2015 adidas MLS Player Combine: Despite famous father, Otis Earle stock rising from obscurity

MLS Combine: Otis Earle

Otis Earle’s bio on the UC Riverside athletics site is an exercise in understatement.


The Highlanders left back’s 2014 season is summed up with an ellipsis, as is his high school career. His “Personal” section is almost entirely bare, except for two sentences.


“Otis J. Earle is the son of Robert and Sandra Earle. His father played soccer professionally in the English Premiere (sic) League.”


Robert is, of course, none other than NBC broadcaster Robbie Earle, who played 18 seasons in the English top flight and went to the World Cup with Jamaica.


That’s quite some pedigree to gloss over.


It’s oddly fitting. Otis Earle was a comparative unknown to anyone outside of the Big West Conference up until this past season, when his star rose so swiftly that he is now considered by many to be the top prospect at his position in the 2015 MLS SuperDraft.



“I was getting a little bit of attention my junior year,” Earle told MLSsoccer.com. “Obviously nowhere near this scale, [but coming into senior year], obviously people are like, ‘OK, this guy’s going to be available to get drafted,’ and then it kind of just went from there.”


In fact, Earle says he was about 7 years old when he first realized that he might be, objectively, a good soccer player. Not that his dad would ever let him know.


“He was completely quiet until I got into the car,” Earle says of the times his father came to watch him play. “If I played well, then I always knew that it would be completely silent in the car. We’d be talking about something else or the radio would be playing.

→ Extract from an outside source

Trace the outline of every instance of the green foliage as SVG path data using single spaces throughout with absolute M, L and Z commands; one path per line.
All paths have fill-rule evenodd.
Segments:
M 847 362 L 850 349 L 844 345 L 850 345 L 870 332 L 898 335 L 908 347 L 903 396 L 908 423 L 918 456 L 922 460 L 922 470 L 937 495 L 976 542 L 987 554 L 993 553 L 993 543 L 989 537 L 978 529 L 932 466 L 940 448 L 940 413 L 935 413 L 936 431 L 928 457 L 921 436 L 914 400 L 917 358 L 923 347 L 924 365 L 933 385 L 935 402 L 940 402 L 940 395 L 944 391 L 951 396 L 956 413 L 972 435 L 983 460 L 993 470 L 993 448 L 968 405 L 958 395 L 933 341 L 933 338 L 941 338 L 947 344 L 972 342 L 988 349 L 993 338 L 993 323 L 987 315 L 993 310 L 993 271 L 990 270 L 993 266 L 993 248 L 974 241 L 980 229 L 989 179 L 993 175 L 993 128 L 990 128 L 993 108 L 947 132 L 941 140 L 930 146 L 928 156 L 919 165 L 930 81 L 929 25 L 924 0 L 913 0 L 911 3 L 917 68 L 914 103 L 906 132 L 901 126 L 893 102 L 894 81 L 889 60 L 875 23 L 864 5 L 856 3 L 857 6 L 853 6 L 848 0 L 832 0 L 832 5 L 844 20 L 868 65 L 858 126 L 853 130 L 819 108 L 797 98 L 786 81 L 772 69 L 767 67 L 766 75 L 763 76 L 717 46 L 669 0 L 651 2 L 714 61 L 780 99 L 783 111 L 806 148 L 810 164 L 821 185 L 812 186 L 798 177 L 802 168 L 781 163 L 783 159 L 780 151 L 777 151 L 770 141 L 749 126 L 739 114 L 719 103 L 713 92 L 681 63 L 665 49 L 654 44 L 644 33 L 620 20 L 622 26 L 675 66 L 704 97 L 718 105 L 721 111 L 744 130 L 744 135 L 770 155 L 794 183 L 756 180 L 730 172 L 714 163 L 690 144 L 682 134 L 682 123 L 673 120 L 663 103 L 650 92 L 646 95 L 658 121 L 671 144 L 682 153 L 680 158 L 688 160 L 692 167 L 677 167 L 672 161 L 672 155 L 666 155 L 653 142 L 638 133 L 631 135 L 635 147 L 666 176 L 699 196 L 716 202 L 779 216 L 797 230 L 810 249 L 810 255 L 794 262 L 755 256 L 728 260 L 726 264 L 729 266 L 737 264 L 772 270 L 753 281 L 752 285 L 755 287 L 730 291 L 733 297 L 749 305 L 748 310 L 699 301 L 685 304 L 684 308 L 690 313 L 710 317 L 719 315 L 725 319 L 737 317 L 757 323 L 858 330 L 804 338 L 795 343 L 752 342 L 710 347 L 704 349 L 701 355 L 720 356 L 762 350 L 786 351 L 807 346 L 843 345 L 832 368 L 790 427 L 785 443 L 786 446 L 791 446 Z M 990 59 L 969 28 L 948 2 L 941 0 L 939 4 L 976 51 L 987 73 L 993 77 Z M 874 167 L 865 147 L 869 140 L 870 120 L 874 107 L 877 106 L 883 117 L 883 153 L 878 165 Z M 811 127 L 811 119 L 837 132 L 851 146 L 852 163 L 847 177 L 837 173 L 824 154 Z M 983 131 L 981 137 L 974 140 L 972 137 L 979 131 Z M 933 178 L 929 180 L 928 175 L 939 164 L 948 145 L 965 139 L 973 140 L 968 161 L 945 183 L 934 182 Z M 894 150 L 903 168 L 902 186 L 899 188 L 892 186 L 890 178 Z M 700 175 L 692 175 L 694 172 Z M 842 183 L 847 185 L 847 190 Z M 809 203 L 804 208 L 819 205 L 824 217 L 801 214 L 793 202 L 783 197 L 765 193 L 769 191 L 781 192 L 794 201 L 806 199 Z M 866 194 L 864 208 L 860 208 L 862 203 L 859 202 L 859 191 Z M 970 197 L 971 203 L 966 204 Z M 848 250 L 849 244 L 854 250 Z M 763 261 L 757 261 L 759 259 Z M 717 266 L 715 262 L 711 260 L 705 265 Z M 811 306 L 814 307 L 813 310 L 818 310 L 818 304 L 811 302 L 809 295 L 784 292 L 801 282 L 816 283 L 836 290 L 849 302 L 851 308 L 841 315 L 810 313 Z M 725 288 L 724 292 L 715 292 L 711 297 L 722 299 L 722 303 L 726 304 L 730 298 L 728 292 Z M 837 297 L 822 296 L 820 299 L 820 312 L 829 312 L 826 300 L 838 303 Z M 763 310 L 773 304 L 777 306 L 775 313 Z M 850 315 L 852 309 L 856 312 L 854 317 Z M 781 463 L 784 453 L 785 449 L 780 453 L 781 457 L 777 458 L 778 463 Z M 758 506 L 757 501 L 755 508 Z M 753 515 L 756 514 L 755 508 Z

But if I didn’t play too well, then…


“But at the end of the day I preferred that,” Earle continued quickly. “Because now when I get shouted at by a coach – I know some kids kind of hide away from that – but now I can take it, and that probably enables me to be the player I am today.”

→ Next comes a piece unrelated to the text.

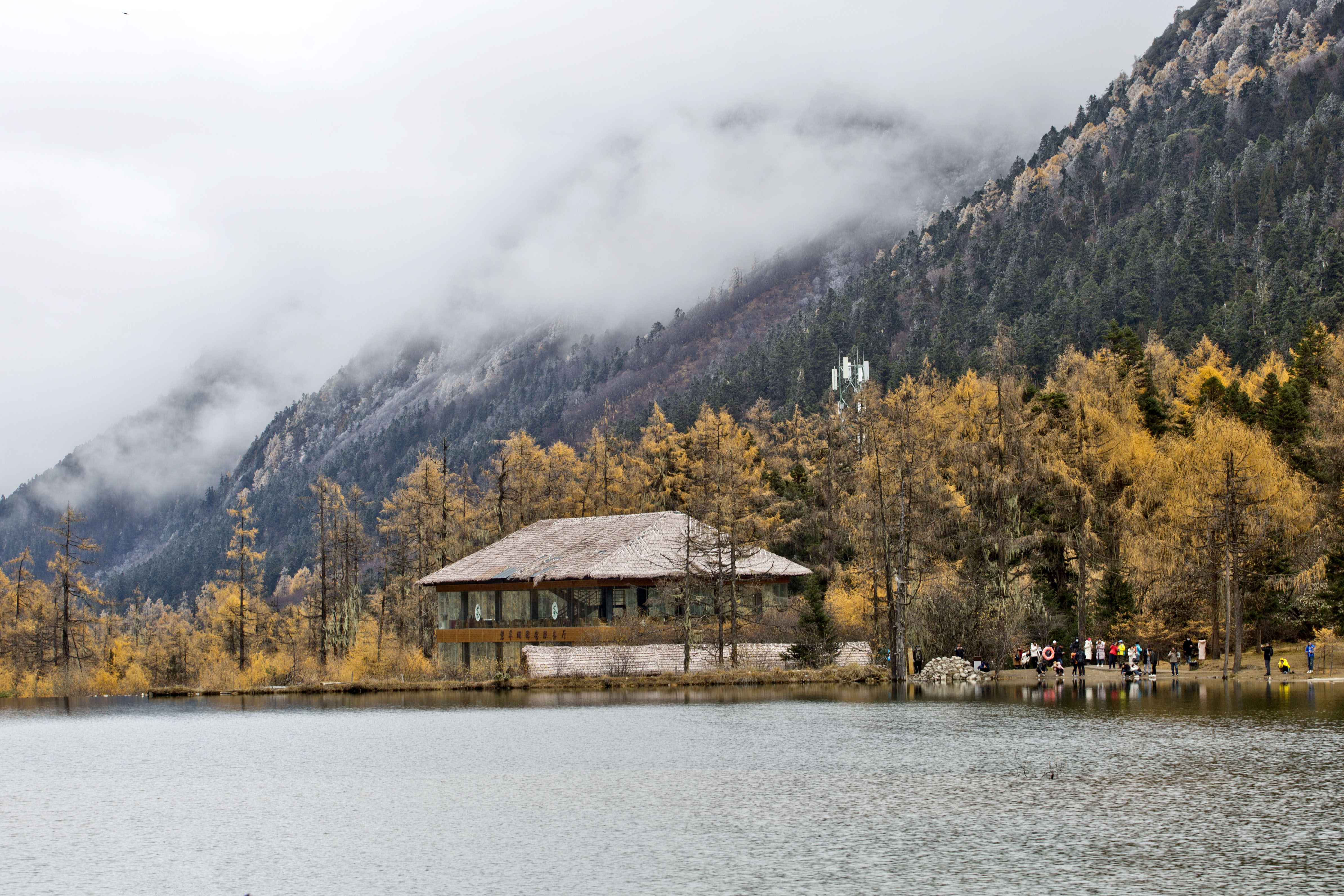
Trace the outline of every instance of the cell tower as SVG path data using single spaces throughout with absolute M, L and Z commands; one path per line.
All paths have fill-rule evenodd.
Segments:
M 844 411 L 853 406 L 855 395 L 868 382 L 868 361 L 849 363 L 845 355 L 840 367 L 831 368 L 831 391 L 836 394 L 836 410 Z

As much as his father’s career might have fostered Earle’s development as a player, his dynamism as an attacker is a residual effect of his time as a left winger, the position he played in his first year at Riverside before switching to left back the next season.


Earle admits that he wasn’t thrilled about being moved to the backline – “I mean, no winger wants to go and play left back,” he says – but over time has embraced the position.

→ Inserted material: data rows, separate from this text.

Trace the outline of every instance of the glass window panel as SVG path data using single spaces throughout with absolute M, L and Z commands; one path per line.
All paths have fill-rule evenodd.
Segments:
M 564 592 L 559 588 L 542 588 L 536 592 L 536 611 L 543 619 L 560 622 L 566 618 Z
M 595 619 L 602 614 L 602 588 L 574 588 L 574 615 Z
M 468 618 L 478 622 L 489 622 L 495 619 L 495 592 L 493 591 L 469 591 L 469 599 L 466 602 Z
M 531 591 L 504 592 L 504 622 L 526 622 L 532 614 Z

And why not? The move has paid off with a professional contract – Earle, who has a US green card, officially signed with Major League Soccer earlier this month – and after an impressive showing at the Combine this past week in Lauderhill, Fla., will likely culminate with an early selection in the first round of the SuperDraft on Thursday.


It’s exactly where he wants to be.


“I still feel like I’m on vacation when I’m here,” Earle says. “I don’t feel like I’ve lived here for long enough to call it, like, home home. I still feel like I’m enjoying it as a new country. And it’s such a big country. Europe, in terms of the continent, is almost the same scale as the US as a country. So many cities and places in this country that I haven’t even experienced yet, which I would still like to.”